姉としての彼女の言葉に、黄瀬は目を見開いたまま彼女を見上げていて。きっと、初めて聞かされた本心に、思考がついていかないのだろう。
彼女に言われずとも、黄瀬の力を戦力と考えていた俺にとって、彼女のお願いは必然的に果たされることになる。俺の目に狂いはないからな。

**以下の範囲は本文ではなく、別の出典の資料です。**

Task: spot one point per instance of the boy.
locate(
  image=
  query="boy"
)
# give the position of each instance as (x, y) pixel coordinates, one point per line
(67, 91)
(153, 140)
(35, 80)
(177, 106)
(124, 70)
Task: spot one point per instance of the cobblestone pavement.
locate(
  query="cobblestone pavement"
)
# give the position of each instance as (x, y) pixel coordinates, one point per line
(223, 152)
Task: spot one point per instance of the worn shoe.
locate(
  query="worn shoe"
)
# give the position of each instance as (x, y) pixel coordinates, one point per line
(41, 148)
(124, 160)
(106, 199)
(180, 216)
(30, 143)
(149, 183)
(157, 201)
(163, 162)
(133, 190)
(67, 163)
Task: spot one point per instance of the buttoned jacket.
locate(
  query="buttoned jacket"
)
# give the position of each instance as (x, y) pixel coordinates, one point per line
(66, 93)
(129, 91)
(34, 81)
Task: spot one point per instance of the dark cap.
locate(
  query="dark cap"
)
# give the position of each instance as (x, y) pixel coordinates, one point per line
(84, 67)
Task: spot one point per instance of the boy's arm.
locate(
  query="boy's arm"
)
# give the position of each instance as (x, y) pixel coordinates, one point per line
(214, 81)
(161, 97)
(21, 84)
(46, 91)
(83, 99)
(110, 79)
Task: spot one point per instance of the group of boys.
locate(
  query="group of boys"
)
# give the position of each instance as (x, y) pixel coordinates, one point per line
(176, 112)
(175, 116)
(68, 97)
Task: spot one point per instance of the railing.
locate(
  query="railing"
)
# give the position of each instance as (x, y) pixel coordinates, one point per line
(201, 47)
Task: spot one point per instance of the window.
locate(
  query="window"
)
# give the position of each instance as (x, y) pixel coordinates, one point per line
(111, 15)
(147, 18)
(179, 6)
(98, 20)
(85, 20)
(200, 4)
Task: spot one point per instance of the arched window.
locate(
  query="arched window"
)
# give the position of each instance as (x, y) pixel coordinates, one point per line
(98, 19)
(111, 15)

「黄瀬が試合に出れるようになるのは時間の問題です。その時はどうぞ、見に来てください」
「あらそう?ありがとう。その時がきたら是非行かせてもらうわね。あ、そうそう。赤司くんならわたしが頼まなくてもしてくれそうだけど、この子が吐くほどみっちりしごいてやってね」
「え!?」
「言うこと聞かないときなんかは殴っても構わないから」
「殴る!?」
「あぁでも、顔はダメよ?モデルだとかそういう理由じゃないれど顔はだめ。わたし涼太の顔が一番好きなの。だから例え赤司くんでも涼太の顔を殴るのは許さないわ。服の下とか見えないところならどこでもいいけれど…」
「それただのイジメだから!」
「顔を殴っていいのは姉であるわたしだけだから!」
「姉でもダメだから!もう名前これ以上変なこと言うのやめてっ!」
「ちょっと、さっきから涼太うるさいわよ。あんたにもう用はないんだからさっさと練習に戻りなさいよ。この中で一番ド下手くそのくせに。生意気にサボってんじゃないわよ」
「ええええ!?名前が呼んだからここにいるのに!ヒドッ!」
「それじゃあわたしは帰るけど、今度こんなしょうもないことでわたしを使ったら…賢い涼太ならわかるわよね?」
「はいっ!以後気を付けますっ!今日はすみませんでしたっ!」
「よろしい。じゃ、また家でね」
綺麗な笑みを崩すことなく、黄瀬とのやり取りを終えた彼女は、最後にもう一度俺を見据えるとふわりと笑った。
「それじゃあ赤司くん、後はよろしくね」
「はい。後のことは全てお任せください」
俺の返事に気を良くしたのか、嬉しそうに笑って帰って行く後姿が、黄瀬を怒りにきただけとは思えなかった。きっと彼女なりの心配があって様子を見にきたのだろう。でなければ、あんな本音を口にはできないだろうから。
「良い姉を持ったな。黄瀬」
「ええ?まぁ、そう、っスね。自慢の姉ちゃんですけど…赤司っち、まさかとは思うけど惚れてないっスよね?名前はあの通り顔だけは良いんスけど中身はホントだめだめで…」
「なんだ?姉の株を落して余計な虫がつかないようにしてるあたり、随分と御執心のようだな」
「そっ!う、です…はい…例え赤司っちでも名前はあげないっスからね!」
「いいだろう。だが、それを決めるのはお前ではなく彼女だがな」
「えー!マジっスか赤司っちー!お願いだから名前はだめっスよ!」
「うるさいぞ。いい加減さっさと練習に戻れ」
納得いかない、と表情に出したまま渋々コートへ戻っていく黄瀬を見送りながら、あの美しく統一されたあの青い制服の学校を思い出していた。あれはたしか神奈川にある海常高校だったはずだ。
俺が候補として数に入れていた場所ではなかったが、彼女が在学中に行けるのならばそこへ決めてもいいような気がした。今のところは、な。